A l’origine de cette décision, un cavalier de la Fédération Française d’équitation a fait l’objet d’un contrôle anti-dopage qui s’est révélé être positif à l’hydrochlorotiazide (HCT). Cette substance qui appartient à la classe des diurétiques et autres agents masquants est interdite.

Le cavalier a été sanctionné d’une peine de 3 mois de suspension assortie du sursis par la Fédération Française d’Equitation. Mais le Collège de l’AFLD s’est autosaisi de l’affaire en application de l’article L.232-22 3° du Code du sport et la formation disciplinaire de l’AFLD a prononcé une peine de 2 ans de suspension et d’interdiction de participer à toute compétition.

Le sportif dont la sanction avait ainsi été sensiblement aggravée a alors décidé de former un recours contre cette décision auprès du Conseil d’Etat et de soulever à cette occasion la question prioritaire de constitutionnalité suivante :

L’article L.232-22 du Code du sport porte-t-il atteinte aux principes d’indépendance et d’impartialité découlant de l’article 16 de la Déclaration des droits de l’homme et du citoyen en ce sens qu’il n’existe aucune séparation au sein de l’AFLD entre les fonctions de poursuite et de jugement ?

Le Conseil d’Etat l’estimant sérieuse et cette question n’ayant jamais été soulevée devant le Conseil constitutionnel, il a décidé, par une décision du 6 novembre 2017, de la transmettre aux neuf Sages.

Par le passé, le Conseil constitutionnel avait déjà été amené à se prononcer, également dans le cadre d’une question prioritaire de constitutionnalité, sur une problématique similaire.

Ainsi, le Conseil constitutionnel avait-il été saisi d’une question relative à la conformité à la Constitution de l’article L.631-5 du Code de commerce qui disposait dans sa version en vigueur au moment de la saisine « Lorsqu’il n’y a pas de procédure de conciliation en cours, le tribunal peut également se saisir d’office ou être saisi sur requête du ministère public aux fins d’ouverture de la procédure de redressement judiciaire ».

Par sa décision n°2012-286 QPC du 7 décembre 2012, le Conseil constitutionnel avait décidé que les termes « se saisir d’office ou » du premier alinéa de l’article en question étaient contraires à l’article 16 de la Déclaration des droits de l’homme et du citoyen.

De la même manière, le Conseil constitutionnel s’était déjà prononcé de manière claire sur l’obligation de séparation des fonctions de poursuite et de jugement au sein des autorités administratives indépendantes, telles que l’Autorité de la Concurrence, dont l’auto-saisine avait été validée dès lors que les règles concernées n’opéraient aucune confusion entre d’une part, les fonctions de poursuite et d’instruction et d’autre part, le pouvoir de sanction ( Cons.
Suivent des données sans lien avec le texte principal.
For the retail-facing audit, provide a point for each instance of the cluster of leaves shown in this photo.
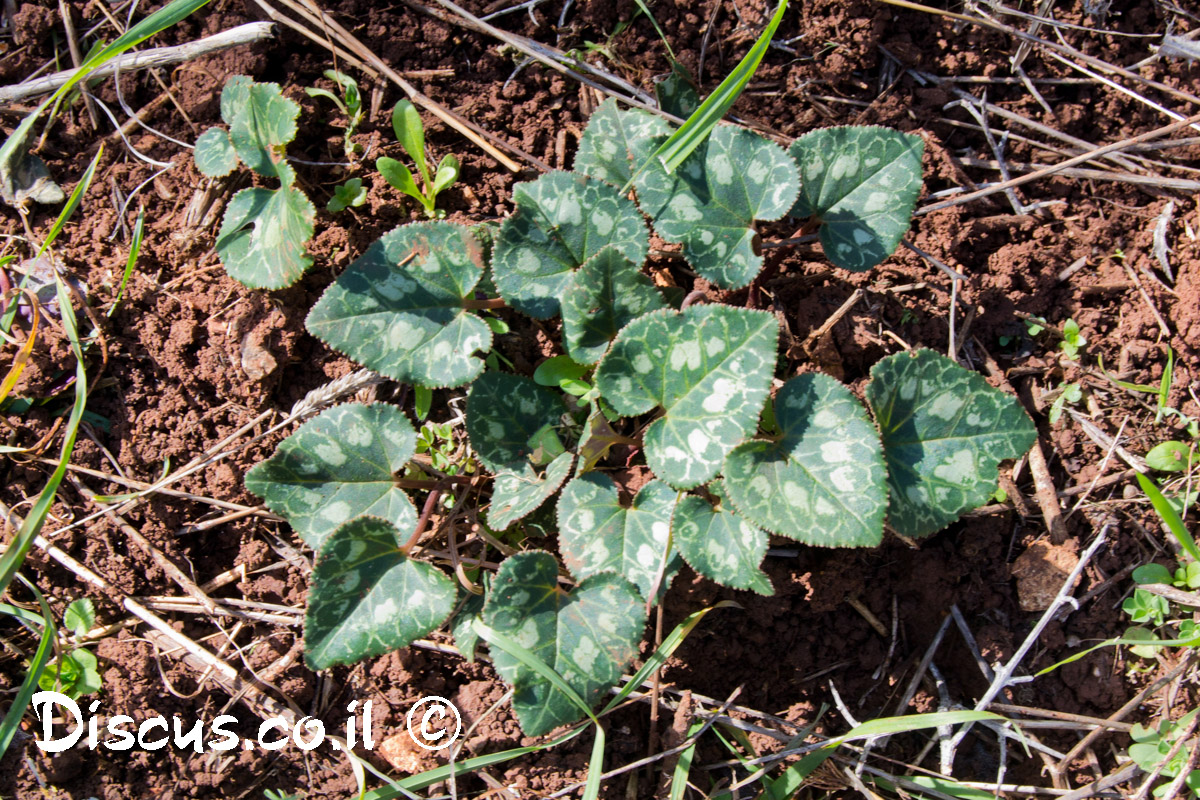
(688, 386)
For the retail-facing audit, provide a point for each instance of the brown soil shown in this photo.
(192, 358)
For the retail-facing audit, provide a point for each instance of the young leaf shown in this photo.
(262, 121)
(708, 368)
(507, 416)
(711, 203)
(519, 493)
(863, 182)
(607, 293)
(336, 467)
(597, 534)
(399, 308)
(263, 234)
(720, 545)
(215, 156)
(617, 140)
(945, 432)
(822, 481)
(406, 121)
(367, 597)
(561, 221)
(587, 637)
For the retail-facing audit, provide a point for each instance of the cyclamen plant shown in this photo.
(688, 386)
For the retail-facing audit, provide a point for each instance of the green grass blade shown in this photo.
(529, 660)
(29, 685)
(691, 133)
(661, 654)
(1169, 516)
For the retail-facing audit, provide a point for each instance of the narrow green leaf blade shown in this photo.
(823, 481)
(562, 220)
(399, 308)
(367, 597)
(863, 182)
(263, 236)
(708, 367)
(720, 545)
(945, 432)
(597, 534)
(336, 467)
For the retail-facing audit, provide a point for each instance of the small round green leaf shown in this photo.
(399, 308)
(863, 182)
(708, 367)
(263, 235)
(336, 467)
(711, 203)
(597, 534)
(945, 433)
(607, 293)
(822, 481)
(214, 154)
(367, 597)
(587, 636)
(561, 221)
(720, 545)
(508, 417)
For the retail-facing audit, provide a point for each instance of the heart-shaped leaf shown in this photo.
(597, 534)
(263, 234)
(336, 467)
(262, 121)
(711, 203)
(561, 221)
(214, 154)
(367, 597)
(720, 545)
(617, 142)
(516, 494)
(508, 417)
(587, 636)
(607, 293)
(399, 308)
(863, 182)
(708, 368)
(945, 432)
(822, 481)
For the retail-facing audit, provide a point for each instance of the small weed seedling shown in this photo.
(349, 104)
(406, 121)
(683, 391)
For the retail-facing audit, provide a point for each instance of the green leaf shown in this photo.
(519, 493)
(607, 293)
(945, 432)
(562, 220)
(711, 203)
(597, 534)
(367, 597)
(822, 481)
(507, 419)
(263, 235)
(863, 182)
(720, 545)
(79, 617)
(262, 121)
(708, 368)
(1169, 457)
(587, 636)
(399, 308)
(617, 140)
(215, 156)
(339, 465)
(406, 121)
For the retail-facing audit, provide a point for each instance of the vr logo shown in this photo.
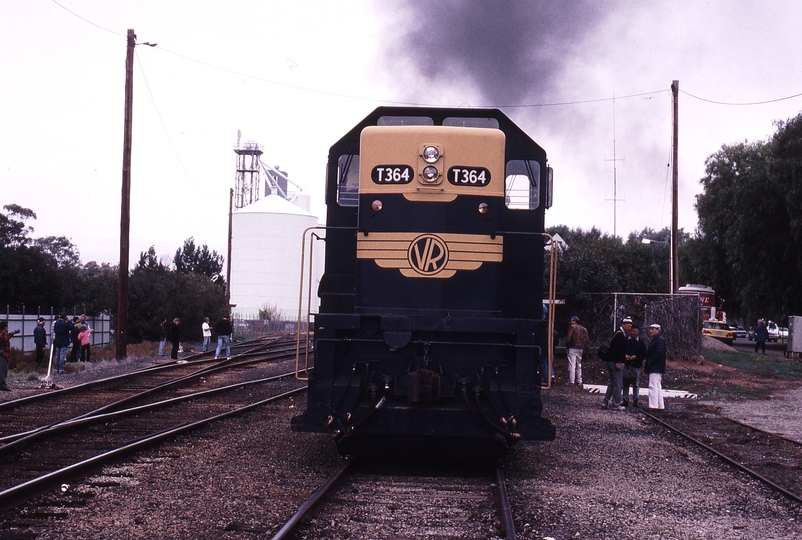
(428, 254)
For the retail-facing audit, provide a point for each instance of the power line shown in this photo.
(87, 20)
(412, 103)
(741, 104)
(166, 133)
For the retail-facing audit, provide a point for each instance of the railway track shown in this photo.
(67, 449)
(371, 502)
(774, 460)
(22, 417)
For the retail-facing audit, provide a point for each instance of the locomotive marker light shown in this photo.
(430, 174)
(430, 154)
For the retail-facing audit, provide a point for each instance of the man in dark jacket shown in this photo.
(62, 329)
(616, 357)
(656, 366)
(633, 363)
(224, 331)
(40, 341)
(761, 335)
(175, 338)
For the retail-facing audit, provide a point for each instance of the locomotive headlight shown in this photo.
(430, 154)
(430, 174)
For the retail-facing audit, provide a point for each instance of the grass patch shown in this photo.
(768, 367)
(730, 391)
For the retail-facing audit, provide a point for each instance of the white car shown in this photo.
(774, 331)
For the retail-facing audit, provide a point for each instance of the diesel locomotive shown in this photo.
(431, 330)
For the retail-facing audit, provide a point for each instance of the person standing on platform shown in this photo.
(615, 365)
(207, 334)
(40, 341)
(633, 363)
(655, 367)
(5, 346)
(175, 337)
(62, 329)
(86, 342)
(761, 335)
(576, 342)
(162, 335)
(224, 331)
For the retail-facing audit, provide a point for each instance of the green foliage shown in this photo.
(190, 259)
(269, 312)
(47, 272)
(748, 247)
(156, 293)
(770, 367)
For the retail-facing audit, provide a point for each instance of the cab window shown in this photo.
(522, 185)
(348, 180)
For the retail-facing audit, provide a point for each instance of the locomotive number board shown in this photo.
(469, 176)
(392, 174)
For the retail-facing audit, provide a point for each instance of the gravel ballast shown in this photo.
(609, 474)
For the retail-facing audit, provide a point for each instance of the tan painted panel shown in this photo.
(426, 255)
(459, 146)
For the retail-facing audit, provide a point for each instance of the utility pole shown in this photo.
(615, 198)
(674, 258)
(230, 236)
(121, 332)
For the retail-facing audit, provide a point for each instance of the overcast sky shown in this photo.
(588, 80)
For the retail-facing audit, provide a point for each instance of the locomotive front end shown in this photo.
(430, 356)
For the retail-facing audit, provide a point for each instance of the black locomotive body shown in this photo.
(429, 332)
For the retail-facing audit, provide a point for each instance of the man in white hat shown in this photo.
(615, 365)
(656, 366)
(576, 342)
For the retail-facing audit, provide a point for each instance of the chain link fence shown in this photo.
(678, 315)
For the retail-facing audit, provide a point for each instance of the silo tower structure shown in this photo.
(246, 186)
(268, 223)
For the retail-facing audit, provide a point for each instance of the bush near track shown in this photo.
(724, 373)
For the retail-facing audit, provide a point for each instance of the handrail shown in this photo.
(300, 308)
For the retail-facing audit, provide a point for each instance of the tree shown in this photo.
(750, 227)
(13, 230)
(156, 291)
(191, 259)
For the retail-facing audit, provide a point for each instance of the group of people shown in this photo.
(69, 337)
(627, 355)
(173, 332)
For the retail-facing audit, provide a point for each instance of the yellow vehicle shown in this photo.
(718, 330)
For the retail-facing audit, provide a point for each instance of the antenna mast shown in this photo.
(615, 198)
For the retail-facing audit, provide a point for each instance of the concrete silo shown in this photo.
(266, 257)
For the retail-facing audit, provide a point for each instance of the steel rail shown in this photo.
(789, 494)
(226, 364)
(761, 430)
(507, 519)
(84, 420)
(99, 382)
(317, 496)
(13, 497)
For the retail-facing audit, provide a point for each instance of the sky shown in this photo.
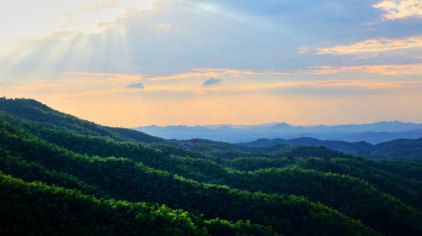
(131, 63)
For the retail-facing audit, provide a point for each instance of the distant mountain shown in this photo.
(63, 175)
(397, 149)
(373, 133)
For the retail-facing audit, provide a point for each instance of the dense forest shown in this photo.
(61, 175)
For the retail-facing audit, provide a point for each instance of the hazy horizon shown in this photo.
(141, 62)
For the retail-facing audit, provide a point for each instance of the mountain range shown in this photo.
(373, 133)
(61, 175)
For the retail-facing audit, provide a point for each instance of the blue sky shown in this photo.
(146, 61)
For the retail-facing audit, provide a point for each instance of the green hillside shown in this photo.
(117, 181)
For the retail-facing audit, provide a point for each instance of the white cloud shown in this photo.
(22, 18)
(374, 45)
(399, 9)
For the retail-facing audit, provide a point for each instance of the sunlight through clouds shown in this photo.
(22, 18)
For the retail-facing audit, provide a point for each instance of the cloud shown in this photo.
(374, 45)
(413, 69)
(211, 82)
(136, 86)
(400, 9)
(45, 17)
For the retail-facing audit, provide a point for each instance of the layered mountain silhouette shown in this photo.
(372, 133)
(60, 175)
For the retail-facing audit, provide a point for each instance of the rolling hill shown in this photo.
(61, 174)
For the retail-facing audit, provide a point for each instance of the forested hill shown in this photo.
(395, 149)
(64, 176)
(32, 110)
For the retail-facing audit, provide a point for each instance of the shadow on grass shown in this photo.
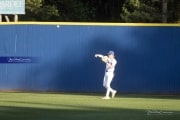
(80, 113)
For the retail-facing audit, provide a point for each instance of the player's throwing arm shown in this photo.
(103, 58)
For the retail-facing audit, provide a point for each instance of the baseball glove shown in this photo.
(104, 59)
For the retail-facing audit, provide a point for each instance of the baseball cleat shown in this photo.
(114, 93)
(106, 98)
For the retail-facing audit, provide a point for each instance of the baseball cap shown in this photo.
(111, 53)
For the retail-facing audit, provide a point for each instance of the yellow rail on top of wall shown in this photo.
(91, 24)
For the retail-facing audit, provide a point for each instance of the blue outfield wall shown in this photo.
(148, 57)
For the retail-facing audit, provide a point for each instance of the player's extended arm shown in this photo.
(99, 55)
(103, 58)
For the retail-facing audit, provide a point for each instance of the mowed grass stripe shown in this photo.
(32, 106)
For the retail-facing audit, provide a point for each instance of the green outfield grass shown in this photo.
(66, 106)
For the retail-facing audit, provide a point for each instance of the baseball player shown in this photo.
(110, 62)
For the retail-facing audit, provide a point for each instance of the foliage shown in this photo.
(139, 11)
(100, 10)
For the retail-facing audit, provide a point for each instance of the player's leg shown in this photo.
(108, 84)
(109, 89)
(105, 84)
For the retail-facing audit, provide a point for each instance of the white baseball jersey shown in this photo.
(112, 62)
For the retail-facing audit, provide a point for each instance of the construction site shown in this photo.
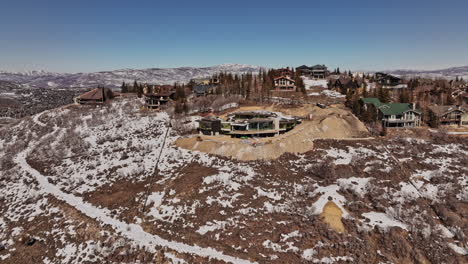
(283, 129)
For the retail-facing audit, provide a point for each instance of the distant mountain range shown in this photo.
(114, 79)
(449, 73)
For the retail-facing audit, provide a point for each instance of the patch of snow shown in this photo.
(383, 220)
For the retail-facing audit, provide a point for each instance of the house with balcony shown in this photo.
(285, 83)
(317, 72)
(394, 114)
(158, 100)
(446, 115)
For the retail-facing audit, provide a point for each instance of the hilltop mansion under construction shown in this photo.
(248, 124)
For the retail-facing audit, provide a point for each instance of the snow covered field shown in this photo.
(76, 180)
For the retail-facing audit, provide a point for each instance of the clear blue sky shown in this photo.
(85, 36)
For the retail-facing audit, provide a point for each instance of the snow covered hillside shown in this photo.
(114, 79)
(80, 185)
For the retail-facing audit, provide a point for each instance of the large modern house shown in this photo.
(248, 124)
(394, 114)
(448, 115)
(285, 83)
(316, 72)
(388, 81)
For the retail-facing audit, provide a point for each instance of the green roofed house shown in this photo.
(395, 114)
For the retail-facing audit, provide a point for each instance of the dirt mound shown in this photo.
(332, 122)
(331, 215)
Const., 12 octobre 2012, n°2012-280 QPC), ou l’Autorité de contrôle des assurances et des mutuelles dont la procédure d’autosaisine a été invalidée parce qu’elle méconnaissait l’exigence d’impartialité dès lors que les mêmes personnes se prononçaient sur la décision de poursuivre d’une part, et sur la sanction d’autre part (Cons. Const., 2 décembre 2011, n°2011- 200 QPC).

Par sa décision du 2 février 2018, le Conseil constitutionnel vient donc confirmer et étendre à l’AFLD sa jurisprudence en la matière.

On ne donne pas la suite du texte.